Haven’t heard anything in awhile from … Wolfgang Kubicki? Don’t worry: He’s back. For weeks, it has been suspiciously quiet around the restless vice chairman of the Free Democratic Party, but now Kubicki is demanding, with his typically confident instinct for generating headlines, that Richard Grenell be expelled from the country. Grenell, who has criticized German budget planning because the defense expenditures that they stipulated were too low, should, according to Kubicki, be immediately declared a persona non grata.
Of course: Grenell’s acting like the governor-general of “Lesser Germany,” his reprimanding tone, his superpower attitude, his coarse attempt to pressure German companies and force the German government into proper conduct − that’s all insufferable. And it shows how bad German-American relations have become under this U.S. administration.
But to immediately deploy the most drastic weapon available to diplomacy? Kick him out? And then what? Chancellor Angela Merkel demonstrated in her speech at the Munich Security Conference that one can also defy Trump without pompous outrage.
It’s not the first time that the American ambassador is trying to tell the Germans how it should be done:
– Grenell began his appointment in Berlin by recommending to German companies that they avoid dealings with Iran.
– He threatened to impose sanctions on companies participating in the gas pipeline project North Stream 2,
– And last week, the minister of economics affairs, Peter Altmaier, received an urgent letter from Grenell in which he threatened to limit cooperation from American intelligence agencies if the Chinese cellular provider Huawei were to win the bid for the 5G network.
A Likely Unsuccessful Ambassador
Grenell has achieved nothing with his blustering offenses. Quite the contrary. His job description says that he is to represent American interests in Germany, and in this sense he is probably an unsuccessful ambassador. The public pressure with which he hopes to force good behavior by the Germans is generating just the opposite effect: The more that Grenell reprimands the Germans publicly, the less German politicians can respond to American concerns, even if they’re justified. All NATO partners unanimously agree, for instance, that Germany should spend more on defense. But Trump (and Grenell) have meanwhile made it almost impossible to fulfill this wish, because every additional million for the military now looks like subservience to an American mandate.

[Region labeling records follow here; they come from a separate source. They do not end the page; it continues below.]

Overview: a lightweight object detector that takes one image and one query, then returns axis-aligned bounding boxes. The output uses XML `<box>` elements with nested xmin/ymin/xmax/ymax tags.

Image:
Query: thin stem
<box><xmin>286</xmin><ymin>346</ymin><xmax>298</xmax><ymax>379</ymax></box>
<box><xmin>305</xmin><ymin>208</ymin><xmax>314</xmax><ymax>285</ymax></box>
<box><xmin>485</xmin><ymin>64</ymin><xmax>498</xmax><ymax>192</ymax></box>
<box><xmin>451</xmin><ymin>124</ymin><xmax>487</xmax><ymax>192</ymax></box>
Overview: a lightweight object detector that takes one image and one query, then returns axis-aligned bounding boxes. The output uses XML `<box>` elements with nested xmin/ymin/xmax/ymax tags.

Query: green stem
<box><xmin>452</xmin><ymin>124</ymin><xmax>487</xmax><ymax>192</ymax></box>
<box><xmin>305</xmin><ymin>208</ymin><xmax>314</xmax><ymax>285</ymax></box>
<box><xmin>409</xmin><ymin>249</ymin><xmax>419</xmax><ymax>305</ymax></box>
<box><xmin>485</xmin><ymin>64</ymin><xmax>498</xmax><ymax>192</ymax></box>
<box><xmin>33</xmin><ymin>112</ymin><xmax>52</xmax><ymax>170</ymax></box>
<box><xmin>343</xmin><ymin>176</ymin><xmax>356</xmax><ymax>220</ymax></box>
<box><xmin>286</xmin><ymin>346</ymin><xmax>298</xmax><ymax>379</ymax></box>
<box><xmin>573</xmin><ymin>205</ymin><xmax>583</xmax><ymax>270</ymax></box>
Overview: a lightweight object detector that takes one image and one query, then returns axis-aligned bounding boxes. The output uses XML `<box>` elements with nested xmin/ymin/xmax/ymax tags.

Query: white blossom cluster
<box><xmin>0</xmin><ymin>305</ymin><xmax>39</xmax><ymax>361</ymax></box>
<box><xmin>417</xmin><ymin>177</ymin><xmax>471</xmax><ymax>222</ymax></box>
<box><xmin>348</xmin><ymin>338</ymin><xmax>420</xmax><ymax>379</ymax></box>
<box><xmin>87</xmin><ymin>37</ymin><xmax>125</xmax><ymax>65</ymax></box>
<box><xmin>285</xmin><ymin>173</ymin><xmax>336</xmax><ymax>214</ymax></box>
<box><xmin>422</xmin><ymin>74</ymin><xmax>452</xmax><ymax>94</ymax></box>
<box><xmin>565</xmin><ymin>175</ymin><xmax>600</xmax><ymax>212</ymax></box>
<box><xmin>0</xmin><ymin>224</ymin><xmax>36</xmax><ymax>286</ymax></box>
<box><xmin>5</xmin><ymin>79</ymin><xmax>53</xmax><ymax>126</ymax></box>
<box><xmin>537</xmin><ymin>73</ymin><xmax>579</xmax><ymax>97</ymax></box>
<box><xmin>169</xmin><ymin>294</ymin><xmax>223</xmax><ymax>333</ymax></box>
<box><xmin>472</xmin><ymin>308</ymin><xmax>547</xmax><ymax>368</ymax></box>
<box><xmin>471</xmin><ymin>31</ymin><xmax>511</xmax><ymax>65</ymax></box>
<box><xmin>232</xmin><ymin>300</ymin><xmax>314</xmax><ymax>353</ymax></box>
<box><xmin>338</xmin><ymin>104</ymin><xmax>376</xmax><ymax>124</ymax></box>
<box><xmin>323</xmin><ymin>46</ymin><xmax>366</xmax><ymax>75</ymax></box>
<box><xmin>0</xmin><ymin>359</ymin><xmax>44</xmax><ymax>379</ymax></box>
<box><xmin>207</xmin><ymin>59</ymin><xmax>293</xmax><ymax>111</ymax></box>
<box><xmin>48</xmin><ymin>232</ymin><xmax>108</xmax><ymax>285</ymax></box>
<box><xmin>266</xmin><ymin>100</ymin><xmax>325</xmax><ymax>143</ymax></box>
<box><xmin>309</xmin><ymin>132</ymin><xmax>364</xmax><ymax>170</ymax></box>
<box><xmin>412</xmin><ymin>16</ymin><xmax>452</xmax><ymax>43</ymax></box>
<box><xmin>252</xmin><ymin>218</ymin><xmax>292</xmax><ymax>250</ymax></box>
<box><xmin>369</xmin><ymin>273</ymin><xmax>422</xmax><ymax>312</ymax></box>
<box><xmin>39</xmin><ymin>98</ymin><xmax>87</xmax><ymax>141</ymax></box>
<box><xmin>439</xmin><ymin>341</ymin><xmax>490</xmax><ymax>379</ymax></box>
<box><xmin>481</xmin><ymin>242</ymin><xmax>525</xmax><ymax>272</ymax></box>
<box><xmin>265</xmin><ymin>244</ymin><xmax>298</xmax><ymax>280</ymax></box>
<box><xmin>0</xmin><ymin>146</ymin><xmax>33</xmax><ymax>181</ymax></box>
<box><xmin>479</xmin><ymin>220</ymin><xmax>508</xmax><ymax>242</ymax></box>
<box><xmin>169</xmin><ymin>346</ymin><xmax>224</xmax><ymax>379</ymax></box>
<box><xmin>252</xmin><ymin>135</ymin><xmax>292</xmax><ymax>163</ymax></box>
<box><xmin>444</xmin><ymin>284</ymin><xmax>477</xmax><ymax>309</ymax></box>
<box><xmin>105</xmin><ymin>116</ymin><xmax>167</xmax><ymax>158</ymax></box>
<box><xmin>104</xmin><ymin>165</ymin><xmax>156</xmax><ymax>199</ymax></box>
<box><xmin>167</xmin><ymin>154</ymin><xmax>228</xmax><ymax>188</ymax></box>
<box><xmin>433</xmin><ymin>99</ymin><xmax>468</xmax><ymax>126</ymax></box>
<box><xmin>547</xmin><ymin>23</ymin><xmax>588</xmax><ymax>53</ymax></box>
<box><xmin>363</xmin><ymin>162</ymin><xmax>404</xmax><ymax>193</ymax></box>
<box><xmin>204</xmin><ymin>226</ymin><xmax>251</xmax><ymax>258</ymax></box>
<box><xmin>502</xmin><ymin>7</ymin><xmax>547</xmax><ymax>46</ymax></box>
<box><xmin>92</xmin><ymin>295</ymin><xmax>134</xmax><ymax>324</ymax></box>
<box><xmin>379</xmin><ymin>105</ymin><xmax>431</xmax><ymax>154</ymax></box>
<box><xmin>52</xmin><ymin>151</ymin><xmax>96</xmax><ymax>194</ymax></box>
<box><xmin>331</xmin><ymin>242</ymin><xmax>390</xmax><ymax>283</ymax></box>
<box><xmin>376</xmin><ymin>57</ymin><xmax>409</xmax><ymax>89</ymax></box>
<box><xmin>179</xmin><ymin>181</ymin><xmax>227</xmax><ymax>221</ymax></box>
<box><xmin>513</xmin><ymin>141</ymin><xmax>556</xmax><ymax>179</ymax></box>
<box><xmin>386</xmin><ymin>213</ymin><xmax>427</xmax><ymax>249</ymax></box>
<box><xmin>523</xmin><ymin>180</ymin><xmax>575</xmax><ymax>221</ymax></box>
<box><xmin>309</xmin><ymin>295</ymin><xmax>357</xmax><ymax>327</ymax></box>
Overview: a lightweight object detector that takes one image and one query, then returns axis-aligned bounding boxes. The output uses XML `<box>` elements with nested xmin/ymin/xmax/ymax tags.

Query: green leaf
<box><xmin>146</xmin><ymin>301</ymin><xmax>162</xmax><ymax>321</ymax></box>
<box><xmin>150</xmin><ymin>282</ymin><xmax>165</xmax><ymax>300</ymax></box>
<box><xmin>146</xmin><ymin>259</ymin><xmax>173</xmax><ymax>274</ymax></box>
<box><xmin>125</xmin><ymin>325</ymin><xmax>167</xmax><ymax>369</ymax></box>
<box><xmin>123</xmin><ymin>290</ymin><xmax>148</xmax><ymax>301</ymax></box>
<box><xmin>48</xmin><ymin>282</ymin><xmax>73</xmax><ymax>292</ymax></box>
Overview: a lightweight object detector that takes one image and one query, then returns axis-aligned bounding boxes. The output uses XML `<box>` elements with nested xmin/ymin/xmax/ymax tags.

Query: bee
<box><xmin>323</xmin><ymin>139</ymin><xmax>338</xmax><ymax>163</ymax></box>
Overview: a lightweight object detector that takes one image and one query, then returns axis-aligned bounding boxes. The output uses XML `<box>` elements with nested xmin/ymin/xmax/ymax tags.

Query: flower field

Grenell presumably doesn’t even care about achieving anything in Germany. His rude advances have one addressee above all: Donald Trump. The ambassador wants his Germany-bashing to score points with his own president, although he has yet to have any recognizable success in this respect. German-American relations don’t matter to Grenell.
That, by the way, is what links him to Kubicki: The FDP vice chairman likewise just wants his populist maneuvering to gain approval from his local audience. The much better alternative: Stay cool.